Demokratie ist Gespräch, ist der Streit um das bessere Argument. Doch statt eines Streit-Gesprächs höre ich zunehmend Stimmen die sich gegenseitig aufstacheln, die lauter werden, die nicht an Kompromissen interessiert sind. Diese Entwicklung ist fatal, denn Demokratie lebt vom kontroversen Ringen um den richtigen Weg. Eben weil es auf die Frage, wie wir unser Zusammenleben gestalten wollen, keine einfachen Antworten gibt und erst recht nicht die eine Wahrheit.
Bei uns findet der Streit um die richtigen Lösungen maßgeblich in den Parlamenten statt.
Sie sind die zentralen Orte der Repräsentation, Arena der politischen Auseinandersetzung und das Rückgrat unserer Demokratie.
Ich bin daher der Überzeugung: Wir brauchen rechtlich und organisatorisch starke Parlamente. Und eine Debattenkultur, die hart in der Sache ist, fair im Umgang und lebendig im Stil.
Zu einer funktionierenden Demokratie gehört auch, dass die Volksvertreter*innen ihre Debatten in einem Geist gegenseitigen Respekts und Achtung der Würde des Anderen führen. Als Landtagspräsidentin trete ich daher sehr entschieden allen Versuchen entgegen, politische Gegner zu beleidigen, zu entmenschlichen oder parlamentarische Verfahren zu torpedieren.

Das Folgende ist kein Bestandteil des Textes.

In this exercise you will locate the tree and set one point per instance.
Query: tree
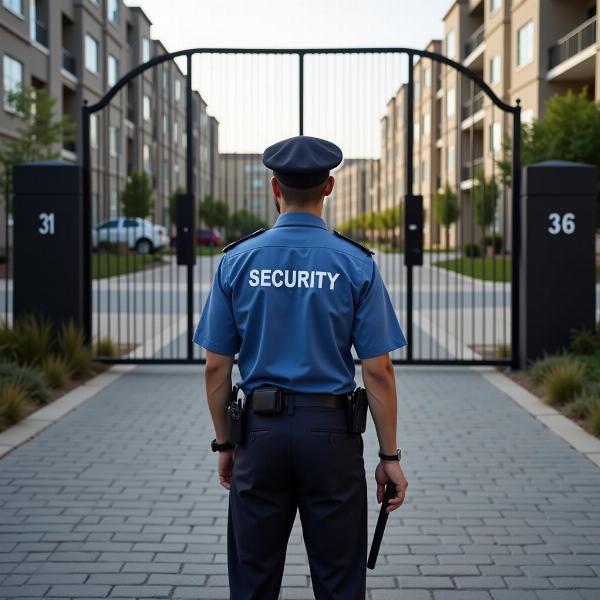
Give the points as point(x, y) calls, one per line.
point(485, 196)
point(214, 213)
point(136, 196)
point(568, 130)
point(40, 136)
point(244, 222)
point(446, 209)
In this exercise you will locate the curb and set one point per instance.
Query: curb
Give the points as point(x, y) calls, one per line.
point(37, 421)
point(577, 437)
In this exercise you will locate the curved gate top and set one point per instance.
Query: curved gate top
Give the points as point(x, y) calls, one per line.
point(430, 180)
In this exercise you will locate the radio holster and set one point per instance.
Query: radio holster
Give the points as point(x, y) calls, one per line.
point(235, 417)
point(357, 411)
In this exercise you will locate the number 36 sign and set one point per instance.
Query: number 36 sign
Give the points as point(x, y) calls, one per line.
point(561, 223)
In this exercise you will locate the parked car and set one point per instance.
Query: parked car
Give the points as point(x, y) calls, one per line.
point(140, 234)
point(204, 237)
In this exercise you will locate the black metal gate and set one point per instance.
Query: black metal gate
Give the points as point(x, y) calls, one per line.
point(430, 180)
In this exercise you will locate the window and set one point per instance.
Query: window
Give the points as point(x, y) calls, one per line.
point(146, 159)
point(525, 44)
point(15, 6)
point(112, 11)
point(12, 79)
point(91, 54)
point(449, 159)
point(495, 69)
point(114, 71)
point(427, 77)
point(450, 43)
point(94, 130)
point(450, 102)
point(114, 140)
point(145, 49)
point(495, 133)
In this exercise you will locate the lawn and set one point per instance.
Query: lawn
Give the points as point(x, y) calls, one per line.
point(107, 265)
point(496, 268)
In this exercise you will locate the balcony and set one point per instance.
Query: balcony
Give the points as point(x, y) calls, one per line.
point(474, 40)
point(573, 57)
point(469, 168)
point(69, 62)
point(473, 106)
point(573, 43)
point(41, 33)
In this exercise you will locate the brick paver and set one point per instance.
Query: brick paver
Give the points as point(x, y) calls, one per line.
point(119, 499)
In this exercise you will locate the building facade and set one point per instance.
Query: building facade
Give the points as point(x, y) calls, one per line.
point(77, 50)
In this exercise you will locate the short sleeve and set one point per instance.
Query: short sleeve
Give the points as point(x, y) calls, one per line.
point(376, 329)
point(216, 330)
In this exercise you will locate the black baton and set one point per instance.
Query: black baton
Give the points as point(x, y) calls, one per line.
point(390, 492)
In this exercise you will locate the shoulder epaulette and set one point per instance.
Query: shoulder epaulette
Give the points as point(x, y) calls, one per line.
point(358, 244)
point(236, 242)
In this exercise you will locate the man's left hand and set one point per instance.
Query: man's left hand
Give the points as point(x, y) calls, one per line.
point(225, 468)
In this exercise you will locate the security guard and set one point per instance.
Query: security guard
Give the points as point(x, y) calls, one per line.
point(292, 301)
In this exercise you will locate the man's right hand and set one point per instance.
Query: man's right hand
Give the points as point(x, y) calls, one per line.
point(390, 471)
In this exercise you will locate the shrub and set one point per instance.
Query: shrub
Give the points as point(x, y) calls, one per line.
point(472, 250)
point(563, 382)
point(105, 347)
point(34, 339)
point(56, 370)
point(13, 403)
point(494, 240)
point(538, 370)
point(31, 380)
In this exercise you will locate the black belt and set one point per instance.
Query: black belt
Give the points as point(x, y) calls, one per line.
point(327, 400)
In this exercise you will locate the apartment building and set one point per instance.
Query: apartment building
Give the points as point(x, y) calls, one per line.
point(525, 49)
point(78, 49)
point(246, 185)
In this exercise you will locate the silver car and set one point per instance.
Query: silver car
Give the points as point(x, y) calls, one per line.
point(140, 234)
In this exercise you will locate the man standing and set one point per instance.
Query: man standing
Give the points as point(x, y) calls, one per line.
point(292, 301)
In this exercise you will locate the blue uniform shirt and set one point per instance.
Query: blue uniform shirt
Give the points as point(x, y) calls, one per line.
point(292, 301)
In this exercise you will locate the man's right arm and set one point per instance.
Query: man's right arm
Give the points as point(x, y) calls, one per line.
point(380, 383)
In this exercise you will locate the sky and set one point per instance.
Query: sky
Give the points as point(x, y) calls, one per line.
point(255, 98)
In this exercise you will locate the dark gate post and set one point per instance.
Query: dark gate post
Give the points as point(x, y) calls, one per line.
point(48, 241)
point(558, 271)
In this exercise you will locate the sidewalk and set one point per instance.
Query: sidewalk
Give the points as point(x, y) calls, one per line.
point(119, 499)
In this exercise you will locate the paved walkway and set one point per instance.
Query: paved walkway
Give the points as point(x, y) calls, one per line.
point(119, 499)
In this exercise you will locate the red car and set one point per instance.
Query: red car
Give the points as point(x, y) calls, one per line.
point(204, 237)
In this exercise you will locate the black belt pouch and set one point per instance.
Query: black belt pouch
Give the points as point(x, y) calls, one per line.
point(357, 411)
point(267, 401)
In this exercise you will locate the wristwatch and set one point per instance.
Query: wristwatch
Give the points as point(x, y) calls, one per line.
point(226, 445)
point(391, 456)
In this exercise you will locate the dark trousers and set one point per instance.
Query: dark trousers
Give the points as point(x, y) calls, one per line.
point(302, 459)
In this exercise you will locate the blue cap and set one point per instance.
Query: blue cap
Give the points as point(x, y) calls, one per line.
point(302, 161)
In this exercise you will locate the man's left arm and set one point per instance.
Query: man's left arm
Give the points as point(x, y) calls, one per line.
point(218, 382)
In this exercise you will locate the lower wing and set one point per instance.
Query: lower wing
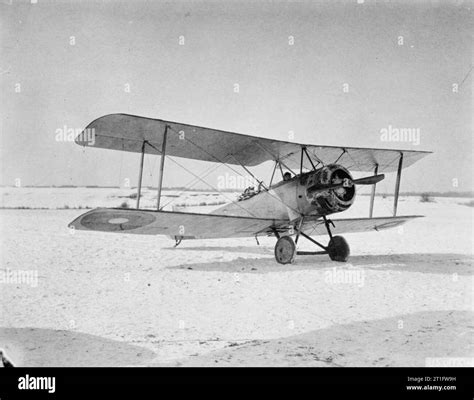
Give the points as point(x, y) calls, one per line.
point(211, 226)
point(186, 225)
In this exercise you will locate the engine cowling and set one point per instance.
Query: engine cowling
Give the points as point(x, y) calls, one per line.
point(331, 200)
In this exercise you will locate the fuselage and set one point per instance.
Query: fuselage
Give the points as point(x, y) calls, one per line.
point(302, 195)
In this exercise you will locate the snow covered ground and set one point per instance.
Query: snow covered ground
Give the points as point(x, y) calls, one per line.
point(405, 298)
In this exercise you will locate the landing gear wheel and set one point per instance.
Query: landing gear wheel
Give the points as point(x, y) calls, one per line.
point(285, 250)
point(338, 249)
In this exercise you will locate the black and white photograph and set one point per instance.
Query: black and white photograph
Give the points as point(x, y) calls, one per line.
point(236, 184)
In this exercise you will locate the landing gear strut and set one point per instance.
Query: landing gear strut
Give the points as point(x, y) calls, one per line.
point(337, 248)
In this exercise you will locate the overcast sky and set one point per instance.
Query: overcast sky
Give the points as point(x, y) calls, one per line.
point(331, 73)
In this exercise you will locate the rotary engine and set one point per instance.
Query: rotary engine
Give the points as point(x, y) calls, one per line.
point(330, 200)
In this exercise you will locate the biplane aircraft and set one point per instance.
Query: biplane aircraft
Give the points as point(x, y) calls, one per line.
point(317, 183)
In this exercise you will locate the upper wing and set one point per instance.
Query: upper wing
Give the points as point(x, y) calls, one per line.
point(188, 225)
point(128, 132)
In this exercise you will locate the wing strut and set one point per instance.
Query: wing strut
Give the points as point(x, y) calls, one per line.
point(372, 195)
point(397, 184)
point(162, 165)
point(140, 174)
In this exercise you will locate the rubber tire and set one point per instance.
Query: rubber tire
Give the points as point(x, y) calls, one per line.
point(285, 250)
point(338, 249)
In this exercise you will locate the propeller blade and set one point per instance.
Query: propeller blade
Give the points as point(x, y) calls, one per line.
point(369, 180)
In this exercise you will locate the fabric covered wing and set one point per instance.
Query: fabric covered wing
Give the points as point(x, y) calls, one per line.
point(188, 225)
point(128, 133)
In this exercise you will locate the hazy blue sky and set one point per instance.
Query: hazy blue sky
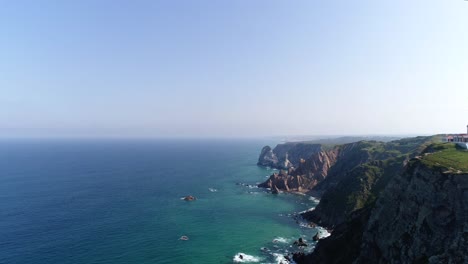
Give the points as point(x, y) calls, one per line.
point(233, 68)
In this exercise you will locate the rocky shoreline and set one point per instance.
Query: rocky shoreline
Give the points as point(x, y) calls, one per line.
point(384, 204)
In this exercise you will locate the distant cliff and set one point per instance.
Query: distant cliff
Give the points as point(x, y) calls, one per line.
point(287, 155)
point(404, 201)
point(420, 217)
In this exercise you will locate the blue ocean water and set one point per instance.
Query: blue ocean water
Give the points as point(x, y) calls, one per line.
point(118, 201)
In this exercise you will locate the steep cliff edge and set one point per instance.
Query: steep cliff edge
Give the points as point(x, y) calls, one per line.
point(287, 155)
point(421, 216)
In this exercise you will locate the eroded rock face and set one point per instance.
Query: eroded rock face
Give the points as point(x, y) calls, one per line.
point(309, 173)
point(267, 157)
point(421, 217)
point(287, 155)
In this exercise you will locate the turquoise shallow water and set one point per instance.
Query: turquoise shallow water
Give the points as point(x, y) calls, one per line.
point(118, 201)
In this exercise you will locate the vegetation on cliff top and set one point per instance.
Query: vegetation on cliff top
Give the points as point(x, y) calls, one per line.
point(446, 156)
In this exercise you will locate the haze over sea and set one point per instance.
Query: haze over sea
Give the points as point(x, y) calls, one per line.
point(119, 201)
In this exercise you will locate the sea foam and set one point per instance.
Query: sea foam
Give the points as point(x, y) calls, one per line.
point(245, 258)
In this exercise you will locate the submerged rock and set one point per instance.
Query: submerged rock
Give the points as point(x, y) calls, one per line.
point(189, 198)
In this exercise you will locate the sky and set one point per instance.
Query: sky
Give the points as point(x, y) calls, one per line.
point(238, 68)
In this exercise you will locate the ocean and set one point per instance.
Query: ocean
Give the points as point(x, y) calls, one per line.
point(119, 201)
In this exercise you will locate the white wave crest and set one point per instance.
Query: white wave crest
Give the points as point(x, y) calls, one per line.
point(281, 240)
point(244, 258)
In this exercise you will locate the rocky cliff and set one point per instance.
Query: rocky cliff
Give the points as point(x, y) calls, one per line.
point(405, 209)
point(287, 155)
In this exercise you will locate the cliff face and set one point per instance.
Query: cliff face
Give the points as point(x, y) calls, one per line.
point(414, 211)
point(287, 155)
point(422, 217)
point(321, 171)
point(309, 173)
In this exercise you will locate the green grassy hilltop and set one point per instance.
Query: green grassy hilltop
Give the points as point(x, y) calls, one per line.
point(447, 156)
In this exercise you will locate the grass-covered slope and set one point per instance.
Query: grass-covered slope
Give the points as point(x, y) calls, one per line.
point(354, 183)
point(446, 156)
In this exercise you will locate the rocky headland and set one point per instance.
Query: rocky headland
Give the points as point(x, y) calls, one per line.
point(404, 201)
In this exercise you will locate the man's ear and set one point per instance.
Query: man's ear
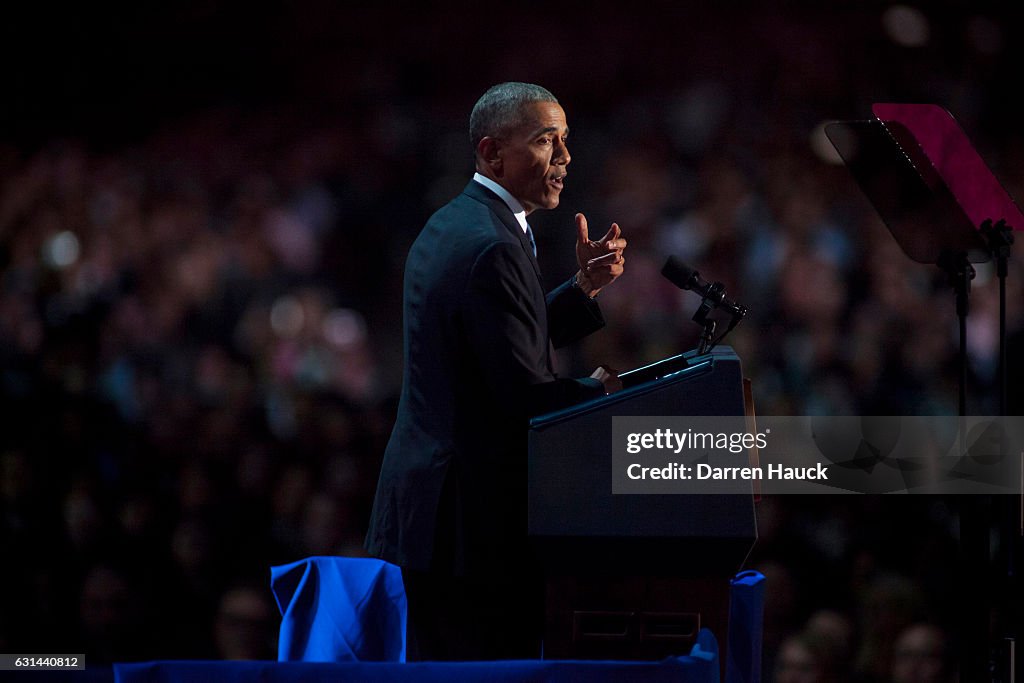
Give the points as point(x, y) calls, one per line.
point(488, 153)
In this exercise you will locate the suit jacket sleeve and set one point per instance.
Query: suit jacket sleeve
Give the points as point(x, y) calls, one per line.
point(571, 314)
point(507, 326)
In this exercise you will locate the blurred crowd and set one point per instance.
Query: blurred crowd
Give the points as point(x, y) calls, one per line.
point(200, 328)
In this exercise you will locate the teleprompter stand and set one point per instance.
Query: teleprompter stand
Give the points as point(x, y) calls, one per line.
point(944, 207)
point(635, 577)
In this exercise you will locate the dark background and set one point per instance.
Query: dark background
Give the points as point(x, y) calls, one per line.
point(204, 214)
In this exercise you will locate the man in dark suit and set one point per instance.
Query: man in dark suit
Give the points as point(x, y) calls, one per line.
point(478, 337)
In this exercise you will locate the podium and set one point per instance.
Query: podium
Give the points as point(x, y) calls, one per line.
point(634, 577)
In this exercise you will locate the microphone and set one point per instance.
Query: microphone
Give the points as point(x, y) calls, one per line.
point(686, 278)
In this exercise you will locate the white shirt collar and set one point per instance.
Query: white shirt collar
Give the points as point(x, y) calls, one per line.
point(513, 204)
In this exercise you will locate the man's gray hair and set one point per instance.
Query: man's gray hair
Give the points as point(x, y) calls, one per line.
point(501, 109)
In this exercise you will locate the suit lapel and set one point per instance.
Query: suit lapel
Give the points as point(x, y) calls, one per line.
point(500, 209)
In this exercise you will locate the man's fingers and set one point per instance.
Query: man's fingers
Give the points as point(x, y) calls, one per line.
point(610, 257)
point(612, 233)
point(583, 237)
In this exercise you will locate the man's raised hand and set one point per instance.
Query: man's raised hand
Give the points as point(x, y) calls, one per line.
point(600, 262)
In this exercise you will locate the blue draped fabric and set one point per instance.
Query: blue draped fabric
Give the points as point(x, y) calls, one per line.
point(699, 667)
point(340, 609)
point(742, 664)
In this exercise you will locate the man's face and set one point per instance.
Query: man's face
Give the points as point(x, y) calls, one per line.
point(532, 158)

Ich tue das auch mit Blick auf eine deutlich spürbare Enthemmung in manchen Teilen des öffentlichen Diskurses. Angriffe auf Abgeordnetenbüros haben zugenommen, gewählte Repräsentanten der Demokratie wie auch Ehrenamtliche werden beschimpft, bedroht und tätlich angegriffen. Der Mord an Dr. Walter Lübcke ist trauriger Höhepunkt dieser Entwicklung – und eine Mahnung, unsere Demokratie entschlossen gegen Hass und Extremismus zu verteidigen.
Deshalb habe ich mich auch entschieden, Drohungen und Hassnachrichten anzuzeigen. Denn dass eine Minderheit das Diskussionsklima vergiftet und – häufig in der scheinbaren Anonymität des Internets – andere Menschen herabwürdigt, dürfen wir nicht schweigend hinnehmen. Auch das Internet ist kein rechtsfreier Raum und die Meinungsfreiheit hat ihre Grenzen erreicht, wenn Menschen beleidigt und bedroht werden. Dagegen muss unser Rechtsstaat konsequent vorgehen – und dafür muss er entsprechend ausgestattet sein!
Letztlich sind wir alle gefordert, gemeinsam zu zeigen, dass unsere Demokratie wehrhaft ist. Wir müssen für sie einstehen, sie verteidigen, für sie werben. Immer wissend: Demokratie ist kein Geschenk.